A day after a major bill was introduced, cryptos are making waves in the UK again!
- UK High Court classified Tether (USDT) as property, setting a legal precedent Bill before British parliament expands the definition of ‘property’ to include digital assets like NFTs and cryptocurrencies
The landscape of cryptocurrency adoption is shifting with every passing day, with Chainalysis’s Global Crypto Adoption Index’s latest report testifying to the same. According to the same, while India and Nigeria lead globally, the United Kingdom lags behind at 12th among the top 20 countries.
However, recent advancements in the UK’s regulatory framework could mean the tide is turning for the better.
A landmark ruling
A recent ruling by a British High Court has designated stablecoin Tether (USDT) as property. This is a historic first under English law for cryptocurrency classification following a comprehensive trial.
In his ruling on 12 September, Deputy Judge Richard Farnhill of the High Court of Justice remarked,
“USDT attract property rights under English law.”
He added,
“It [USDT] is neither a chose in action nor a chose in possession, but rather a distinct form of property not premised on an underlying legal right. It can be the subject of tracing and can constitute trust property in the same way as other property.”
Judge Farnhill highlighted a well-established precedent affirming that cryptocurrencies qualify as property.
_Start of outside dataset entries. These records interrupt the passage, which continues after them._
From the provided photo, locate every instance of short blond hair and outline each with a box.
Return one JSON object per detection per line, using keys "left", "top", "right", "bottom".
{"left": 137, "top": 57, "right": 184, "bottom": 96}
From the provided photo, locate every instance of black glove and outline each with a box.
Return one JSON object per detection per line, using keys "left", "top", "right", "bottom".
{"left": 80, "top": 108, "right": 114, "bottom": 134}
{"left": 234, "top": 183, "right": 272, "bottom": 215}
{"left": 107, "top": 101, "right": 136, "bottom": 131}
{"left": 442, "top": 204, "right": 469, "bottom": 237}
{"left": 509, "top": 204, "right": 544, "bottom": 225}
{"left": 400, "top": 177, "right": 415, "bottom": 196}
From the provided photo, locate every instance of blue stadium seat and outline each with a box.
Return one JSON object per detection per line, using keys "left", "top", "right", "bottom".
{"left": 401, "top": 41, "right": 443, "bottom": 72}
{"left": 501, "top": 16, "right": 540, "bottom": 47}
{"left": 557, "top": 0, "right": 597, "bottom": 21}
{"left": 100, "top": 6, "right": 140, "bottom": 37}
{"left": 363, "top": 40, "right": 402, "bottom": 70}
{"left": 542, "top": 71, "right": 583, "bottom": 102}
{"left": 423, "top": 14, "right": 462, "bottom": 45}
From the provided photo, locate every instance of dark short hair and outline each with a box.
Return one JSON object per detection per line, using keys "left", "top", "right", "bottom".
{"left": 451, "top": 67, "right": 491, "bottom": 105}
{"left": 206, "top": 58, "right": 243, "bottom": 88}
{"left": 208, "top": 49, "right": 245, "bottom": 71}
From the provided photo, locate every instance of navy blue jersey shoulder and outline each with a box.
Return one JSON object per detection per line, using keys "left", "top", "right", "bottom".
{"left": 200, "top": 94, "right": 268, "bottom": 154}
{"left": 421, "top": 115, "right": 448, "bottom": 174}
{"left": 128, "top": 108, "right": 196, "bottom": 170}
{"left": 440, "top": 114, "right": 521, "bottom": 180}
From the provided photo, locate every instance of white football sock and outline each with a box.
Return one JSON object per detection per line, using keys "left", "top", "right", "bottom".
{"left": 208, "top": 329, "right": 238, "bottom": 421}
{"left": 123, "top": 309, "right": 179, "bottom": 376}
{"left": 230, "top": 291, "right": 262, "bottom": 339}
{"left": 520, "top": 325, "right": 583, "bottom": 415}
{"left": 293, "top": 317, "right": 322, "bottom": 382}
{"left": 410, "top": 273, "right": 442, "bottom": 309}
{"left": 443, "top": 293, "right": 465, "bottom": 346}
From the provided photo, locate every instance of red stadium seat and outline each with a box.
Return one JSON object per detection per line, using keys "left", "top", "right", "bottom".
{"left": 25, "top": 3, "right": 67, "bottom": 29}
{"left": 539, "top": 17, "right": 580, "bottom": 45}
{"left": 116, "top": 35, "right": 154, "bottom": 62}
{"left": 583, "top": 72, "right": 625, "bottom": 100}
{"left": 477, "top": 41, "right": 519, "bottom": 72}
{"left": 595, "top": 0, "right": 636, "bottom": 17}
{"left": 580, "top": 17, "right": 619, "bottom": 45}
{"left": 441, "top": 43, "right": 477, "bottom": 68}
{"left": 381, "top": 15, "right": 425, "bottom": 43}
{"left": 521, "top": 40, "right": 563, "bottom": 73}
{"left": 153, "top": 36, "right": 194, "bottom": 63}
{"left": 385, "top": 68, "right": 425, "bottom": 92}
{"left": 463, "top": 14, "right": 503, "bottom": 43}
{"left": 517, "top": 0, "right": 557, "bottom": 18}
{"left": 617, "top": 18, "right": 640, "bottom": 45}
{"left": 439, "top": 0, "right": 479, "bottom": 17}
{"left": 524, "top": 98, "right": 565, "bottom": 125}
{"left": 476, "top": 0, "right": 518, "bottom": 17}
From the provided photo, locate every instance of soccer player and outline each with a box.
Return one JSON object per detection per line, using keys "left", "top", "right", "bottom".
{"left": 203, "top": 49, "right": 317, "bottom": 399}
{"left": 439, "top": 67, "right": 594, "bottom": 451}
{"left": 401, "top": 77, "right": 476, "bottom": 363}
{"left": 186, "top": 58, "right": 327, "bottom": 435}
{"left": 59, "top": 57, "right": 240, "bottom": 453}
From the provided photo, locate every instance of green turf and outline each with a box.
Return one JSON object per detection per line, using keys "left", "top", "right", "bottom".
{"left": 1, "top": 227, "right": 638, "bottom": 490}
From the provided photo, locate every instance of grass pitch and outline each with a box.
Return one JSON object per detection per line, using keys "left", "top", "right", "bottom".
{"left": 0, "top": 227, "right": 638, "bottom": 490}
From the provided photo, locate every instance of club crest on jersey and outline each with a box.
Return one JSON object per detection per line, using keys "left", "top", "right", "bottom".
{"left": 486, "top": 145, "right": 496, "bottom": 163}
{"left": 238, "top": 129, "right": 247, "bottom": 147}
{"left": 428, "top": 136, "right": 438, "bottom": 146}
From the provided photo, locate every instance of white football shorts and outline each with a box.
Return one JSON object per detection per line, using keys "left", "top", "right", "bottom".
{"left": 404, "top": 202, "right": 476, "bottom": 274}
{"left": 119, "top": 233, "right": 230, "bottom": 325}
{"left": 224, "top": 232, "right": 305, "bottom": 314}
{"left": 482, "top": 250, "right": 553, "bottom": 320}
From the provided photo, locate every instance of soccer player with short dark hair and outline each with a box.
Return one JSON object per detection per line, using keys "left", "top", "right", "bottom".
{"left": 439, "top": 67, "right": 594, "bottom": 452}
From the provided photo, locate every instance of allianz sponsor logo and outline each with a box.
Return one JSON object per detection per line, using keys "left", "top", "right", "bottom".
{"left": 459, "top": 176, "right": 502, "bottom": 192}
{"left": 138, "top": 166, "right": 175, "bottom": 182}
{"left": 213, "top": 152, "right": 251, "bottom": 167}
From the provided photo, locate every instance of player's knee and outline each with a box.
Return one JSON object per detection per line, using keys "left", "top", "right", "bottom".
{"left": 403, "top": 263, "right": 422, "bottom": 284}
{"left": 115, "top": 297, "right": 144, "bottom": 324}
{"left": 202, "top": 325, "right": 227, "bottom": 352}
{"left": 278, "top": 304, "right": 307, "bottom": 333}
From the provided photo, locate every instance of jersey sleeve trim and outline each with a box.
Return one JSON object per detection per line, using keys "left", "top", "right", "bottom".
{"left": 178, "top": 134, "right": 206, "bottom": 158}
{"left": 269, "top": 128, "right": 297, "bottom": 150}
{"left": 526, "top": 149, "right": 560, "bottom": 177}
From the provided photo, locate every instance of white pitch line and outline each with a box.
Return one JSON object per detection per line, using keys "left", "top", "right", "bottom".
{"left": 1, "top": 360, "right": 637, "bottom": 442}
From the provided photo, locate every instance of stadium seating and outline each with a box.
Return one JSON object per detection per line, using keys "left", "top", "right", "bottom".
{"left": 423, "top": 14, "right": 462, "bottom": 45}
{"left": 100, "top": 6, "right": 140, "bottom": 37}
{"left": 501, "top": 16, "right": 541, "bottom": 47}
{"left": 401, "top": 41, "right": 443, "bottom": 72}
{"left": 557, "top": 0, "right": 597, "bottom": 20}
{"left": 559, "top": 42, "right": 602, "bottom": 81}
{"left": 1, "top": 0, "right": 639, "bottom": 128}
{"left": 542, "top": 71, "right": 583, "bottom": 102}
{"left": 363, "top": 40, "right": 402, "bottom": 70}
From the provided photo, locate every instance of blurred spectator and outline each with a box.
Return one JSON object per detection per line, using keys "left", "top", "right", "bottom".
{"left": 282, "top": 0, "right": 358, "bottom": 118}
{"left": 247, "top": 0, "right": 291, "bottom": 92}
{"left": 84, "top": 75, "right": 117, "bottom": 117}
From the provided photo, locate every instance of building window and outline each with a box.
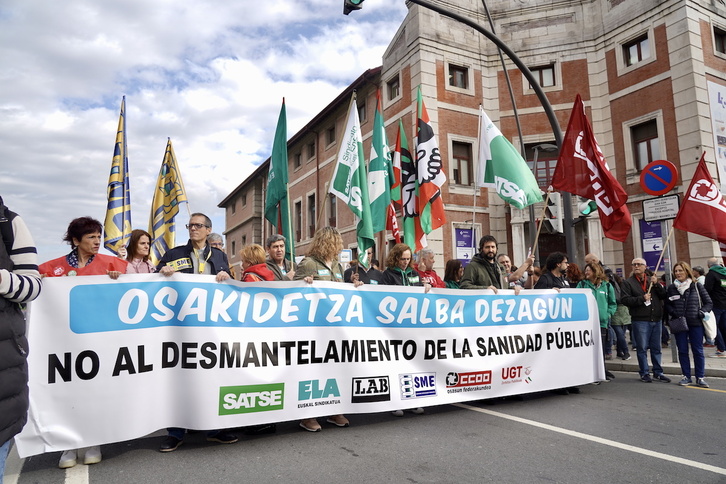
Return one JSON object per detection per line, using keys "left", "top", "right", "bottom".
{"left": 294, "top": 201, "right": 302, "bottom": 242}
{"left": 451, "top": 141, "right": 473, "bottom": 186}
{"left": 241, "top": 235, "right": 246, "bottom": 246}
{"left": 448, "top": 64, "right": 468, "bottom": 89}
{"left": 231, "top": 201, "right": 236, "bottom": 215}
{"left": 631, "top": 120, "right": 660, "bottom": 171}
{"left": 357, "top": 101, "right": 367, "bottom": 123}
{"left": 715, "top": 26, "right": 726, "bottom": 55}
{"left": 328, "top": 193, "right": 337, "bottom": 227}
{"left": 241, "top": 193, "right": 247, "bottom": 207}
{"left": 623, "top": 34, "right": 650, "bottom": 67}
{"left": 529, "top": 65, "right": 555, "bottom": 88}
{"left": 294, "top": 152, "right": 302, "bottom": 169}
{"left": 307, "top": 194, "right": 316, "bottom": 238}
{"left": 307, "top": 141, "right": 316, "bottom": 160}
{"left": 326, "top": 126, "right": 336, "bottom": 146}
{"left": 231, "top": 240, "right": 236, "bottom": 254}
{"left": 387, "top": 75, "right": 400, "bottom": 101}
{"left": 525, "top": 142, "right": 559, "bottom": 188}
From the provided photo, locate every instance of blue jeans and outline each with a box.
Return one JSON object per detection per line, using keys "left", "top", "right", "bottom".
{"left": 632, "top": 320, "right": 663, "bottom": 377}
{"left": 674, "top": 325, "right": 706, "bottom": 379}
{"left": 714, "top": 308, "right": 726, "bottom": 352}
{"left": 0, "top": 439, "right": 11, "bottom": 484}
{"left": 613, "top": 325, "right": 630, "bottom": 357}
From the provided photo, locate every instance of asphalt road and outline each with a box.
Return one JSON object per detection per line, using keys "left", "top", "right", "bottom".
{"left": 6, "top": 371, "right": 726, "bottom": 484}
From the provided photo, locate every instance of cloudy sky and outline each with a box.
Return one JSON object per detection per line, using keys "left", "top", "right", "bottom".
{"left": 0, "top": 0, "right": 408, "bottom": 262}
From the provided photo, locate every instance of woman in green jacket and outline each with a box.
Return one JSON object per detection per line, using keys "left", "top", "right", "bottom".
{"left": 577, "top": 263, "right": 617, "bottom": 381}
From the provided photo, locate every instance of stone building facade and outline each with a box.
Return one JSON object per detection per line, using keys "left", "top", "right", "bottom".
{"left": 220, "top": 0, "right": 726, "bottom": 277}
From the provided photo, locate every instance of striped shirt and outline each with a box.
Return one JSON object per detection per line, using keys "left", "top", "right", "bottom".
{"left": 0, "top": 215, "right": 42, "bottom": 303}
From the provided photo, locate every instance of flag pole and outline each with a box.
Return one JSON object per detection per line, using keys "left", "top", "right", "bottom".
{"left": 531, "top": 190, "right": 552, "bottom": 259}
{"left": 647, "top": 222, "right": 676, "bottom": 293}
{"left": 471, "top": 105, "right": 482, "bottom": 256}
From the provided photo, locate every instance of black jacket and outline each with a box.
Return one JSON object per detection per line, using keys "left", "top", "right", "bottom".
{"left": 156, "top": 240, "right": 229, "bottom": 275}
{"left": 704, "top": 266, "right": 726, "bottom": 310}
{"left": 380, "top": 267, "right": 423, "bottom": 286}
{"left": 534, "top": 272, "right": 570, "bottom": 289}
{"left": 665, "top": 281, "right": 713, "bottom": 328}
{"left": 621, "top": 275, "right": 666, "bottom": 322}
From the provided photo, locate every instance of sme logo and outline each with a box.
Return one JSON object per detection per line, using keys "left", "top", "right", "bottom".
{"left": 400, "top": 372, "right": 436, "bottom": 399}
{"left": 219, "top": 383, "right": 284, "bottom": 415}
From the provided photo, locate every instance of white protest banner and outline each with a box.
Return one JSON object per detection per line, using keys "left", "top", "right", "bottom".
{"left": 16, "top": 275, "right": 602, "bottom": 457}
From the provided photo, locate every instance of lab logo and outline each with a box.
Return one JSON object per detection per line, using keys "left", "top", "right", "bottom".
{"left": 351, "top": 376, "right": 390, "bottom": 403}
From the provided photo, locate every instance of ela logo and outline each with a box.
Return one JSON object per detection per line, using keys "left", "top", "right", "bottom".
{"left": 219, "top": 383, "right": 284, "bottom": 415}
{"left": 351, "top": 376, "right": 390, "bottom": 403}
{"left": 400, "top": 372, "right": 436, "bottom": 399}
{"left": 299, "top": 379, "right": 341, "bottom": 400}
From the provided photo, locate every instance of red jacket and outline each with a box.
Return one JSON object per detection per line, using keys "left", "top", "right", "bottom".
{"left": 241, "top": 263, "right": 275, "bottom": 282}
{"left": 417, "top": 268, "right": 445, "bottom": 288}
{"left": 40, "top": 253, "right": 128, "bottom": 277}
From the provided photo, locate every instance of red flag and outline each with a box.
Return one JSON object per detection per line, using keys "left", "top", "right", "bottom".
{"left": 673, "top": 153, "right": 726, "bottom": 242}
{"left": 386, "top": 202, "right": 401, "bottom": 243}
{"left": 551, "top": 94, "right": 632, "bottom": 242}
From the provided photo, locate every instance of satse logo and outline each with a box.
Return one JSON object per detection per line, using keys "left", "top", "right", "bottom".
{"left": 219, "top": 383, "right": 284, "bottom": 415}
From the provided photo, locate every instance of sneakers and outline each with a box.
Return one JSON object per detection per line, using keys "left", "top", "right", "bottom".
{"left": 206, "top": 431, "right": 238, "bottom": 444}
{"left": 411, "top": 407, "right": 425, "bottom": 414}
{"left": 326, "top": 415, "right": 350, "bottom": 427}
{"left": 697, "top": 378, "right": 710, "bottom": 388}
{"left": 605, "top": 371, "right": 615, "bottom": 380}
{"left": 622, "top": 354, "right": 631, "bottom": 361}
{"left": 299, "top": 418, "right": 322, "bottom": 432}
{"left": 655, "top": 374, "right": 671, "bottom": 383}
{"left": 640, "top": 374, "right": 653, "bottom": 383}
{"left": 83, "top": 446, "right": 102, "bottom": 465}
{"left": 159, "top": 435, "right": 183, "bottom": 452}
{"left": 678, "top": 376, "right": 692, "bottom": 386}
{"left": 243, "top": 423, "right": 277, "bottom": 435}
{"left": 568, "top": 387, "right": 581, "bottom": 394}
{"left": 605, "top": 354, "right": 613, "bottom": 360}
{"left": 391, "top": 410, "right": 405, "bottom": 417}
{"left": 58, "top": 449, "right": 77, "bottom": 469}
{"left": 713, "top": 351, "right": 726, "bottom": 358}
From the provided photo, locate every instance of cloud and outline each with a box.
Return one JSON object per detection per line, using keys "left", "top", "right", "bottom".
{"left": 0, "top": 0, "right": 407, "bottom": 261}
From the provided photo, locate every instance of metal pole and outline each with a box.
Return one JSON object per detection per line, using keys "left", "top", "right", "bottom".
{"left": 408, "top": 0, "right": 576, "bottom": 259}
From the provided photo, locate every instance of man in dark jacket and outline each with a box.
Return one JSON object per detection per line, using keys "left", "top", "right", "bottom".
{"left": 156, "top": 213, "right": 236, "bottom": 451}
{"left": 0, "top": 197, "right": 42, "bottom": 476}
{"left": 265, "top": 234, "right": 296, "bottom": 281}
{"left": 621, "top": 258, "right": 670, "bottom": 383}
{"left": 534, "top": 252, "right": 570, "bottom": 290}
{"left": 157, "top": 213, "right": 230, "bottom": 282}
{"left": 705, "top": 257, "right": 726, "bottom": 357}
{"left": 460, "top": 235, "right": 505, "bottom": 291}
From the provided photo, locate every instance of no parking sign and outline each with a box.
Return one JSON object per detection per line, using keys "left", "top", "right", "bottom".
{"left": 640, "top": 160, "right": 678, "bottom": 196}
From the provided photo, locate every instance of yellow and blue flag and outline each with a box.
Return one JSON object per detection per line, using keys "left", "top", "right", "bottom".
{"left": 103, "top": 96, "right": 132, "bottom": 254}
{"left": 148, "top": 138, "right": 188, "bottom": 265}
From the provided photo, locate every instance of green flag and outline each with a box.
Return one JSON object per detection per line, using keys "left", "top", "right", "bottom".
{"left": 329, "top": 95, "right": 374, "bottom": 266}
{"left": 368, "top": 89, "right": 392, "bottom": 234}
{"left": 265, "top": 99, "right": 295, "bottom": 262}
{"left": 476, "top": 107, "right": 543, "bottom": 209}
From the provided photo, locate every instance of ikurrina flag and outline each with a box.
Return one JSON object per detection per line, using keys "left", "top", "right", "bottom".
{"left": 476, "top": 107, "right": 542, "bottom": 209}
{"left": 551, "top": 94, "right": 632, "bottom": 242}
{"left": 104, "top": 96, "right": 132, "bottom": 255}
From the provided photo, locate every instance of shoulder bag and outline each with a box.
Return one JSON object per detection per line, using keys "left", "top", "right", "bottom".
{"left": 697, "top": 285, "right": 717, "bottom": 341}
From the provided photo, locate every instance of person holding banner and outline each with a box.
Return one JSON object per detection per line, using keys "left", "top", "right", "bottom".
{"left": 0, "top": 197, "right": 42, "bottom": 480}
{"left": 239, "top": 244, "right": 275, "bottom": 282}
{"left": 344, "top": 247, "right": 383, "bottom": 285}
{"left": 124, "top": 229, "right": 155, "bottom": 273}
{"left": 443, "top": 259, "right": 463, "bottom": 289}
{"left": 265, "top": 234, "right": 296, "bottom": 281}
{"left": 38, "top": 217, "right": 127, "bottom": 468}
{"left": 665, "top": 262, "right": 712, "bottom": 388}
{"left": 621, "top": 258, "right": 671, "bottom": 384}
{"left": 294, "top": 226, "right": 353, "bottom": 432}
{"left": 156, "top": 213, "right": 237, "bottom": 452}
{"left": 415, "top": 248, "right": 445, "bottom": 288}
{"left": 577, "top": 263, "right": 616, "bottom": 382}
{"left": 460, "top": 235, "right": 505, "bottom": 291}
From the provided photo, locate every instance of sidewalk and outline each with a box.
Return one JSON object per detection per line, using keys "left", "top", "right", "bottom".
{"left": 605, "top": 342, "right": 726, "bottom": 378}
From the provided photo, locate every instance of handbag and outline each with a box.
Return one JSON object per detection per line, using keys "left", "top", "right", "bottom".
{"left": 669, "top": 315, "right": 689, "bottom": 334}
{"left": 696, "top": 286, "right": 718, "bottom": 340}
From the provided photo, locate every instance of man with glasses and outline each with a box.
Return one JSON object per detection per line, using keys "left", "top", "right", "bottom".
{"left": 621, "top": 258, "right": 671, "bottom": 383}
{"left": 156, "top": 213, "right": 235, "bottom": 451}
{"left": 534, "top": 252, "right": 570, "bottom": 290}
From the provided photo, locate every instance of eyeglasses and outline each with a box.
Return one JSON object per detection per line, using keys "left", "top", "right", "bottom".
{"left": 631, "top": 262, "right": 645, "bottom": 266}
{"left": 186, "top": 223, "right": 209, "bottom": 230}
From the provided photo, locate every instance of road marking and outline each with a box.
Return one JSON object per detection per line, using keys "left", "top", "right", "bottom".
{"left": 455, "top": 402, "right": 726, "bottom": 476}
{"left": 4, "top": 443, "right": 24, "bottom": 484}
{"left": 686, "top": 386, "right": 726, "bottom": 393}
{"left": 65, "top": 459, "right": 89, "bottom": 484}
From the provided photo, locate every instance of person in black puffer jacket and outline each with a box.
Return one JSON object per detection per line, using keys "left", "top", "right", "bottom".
{"left": 0, "top": 197, "right": 42, "bottom": 476}
{"left": 665, "top": 261, "right": 712, "bottom": 388}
In doing so, he referenced a 2019 judgment from the same court which was not contested at trial.
Is there more to it?
This view is in line with the Law Commission of England and Wales’s 2023 report which categorized digital assets as property.
Here, it’s worth pointing out that the aforementioned ruling coincided with a U.K government bill, introduced just a day prior. It aims to define non-fungible tokens (NFTs), cryptocurrencies, and carbon credits as “things” and “personal property” under existing property laws.
The bill proposes an expansion of the traditional definition of “property,” which previously encompassed “things in possession” and “things in action.” If passed, it will introduce a third category of “thing,” specifically designed to include digital assets that confer personal rights.
This change aims to explicitly recognize and incorporate digital assets into the property framework. This is a sign of growing significance in the asset class and the need for legal clarity in their treatment.
USDT legal status questioned?
For those unaware, recently, the legal status of USDT also emerged as a key issue in a case where fraud victim Fabrizio D’Aloia’s stolen cryptos, including USDT, were laundered through crypto mixers and exchanges.
D’Aloia failed to prove that his stolen USDT reached the Thai exchange BitKub.
While Judge Farnhill acknowledged the fraud, he ruled that the use of crypto mixers prevented tracing the USDT to BitKub’s wallet. This led to the dismissal of D’Aloia’s breach of trust claims.
USDT emerges the winner
In the meantime, Tether has emerged as a dominant force in the stablecoin sector.
According to Visa on-chain analytics, USDT has significantly outpaced Circle’s USDC in transaction volume, reinforcing its leading position in the market.
As expected, USDT has significantly contributed to the recent expansion of the stablecoin market.
Beginning 2024 with a market capitalization of $91.69 billion, Tether has seen steady growth since. In fact, it reached a market cap of over $117.84 billion in August.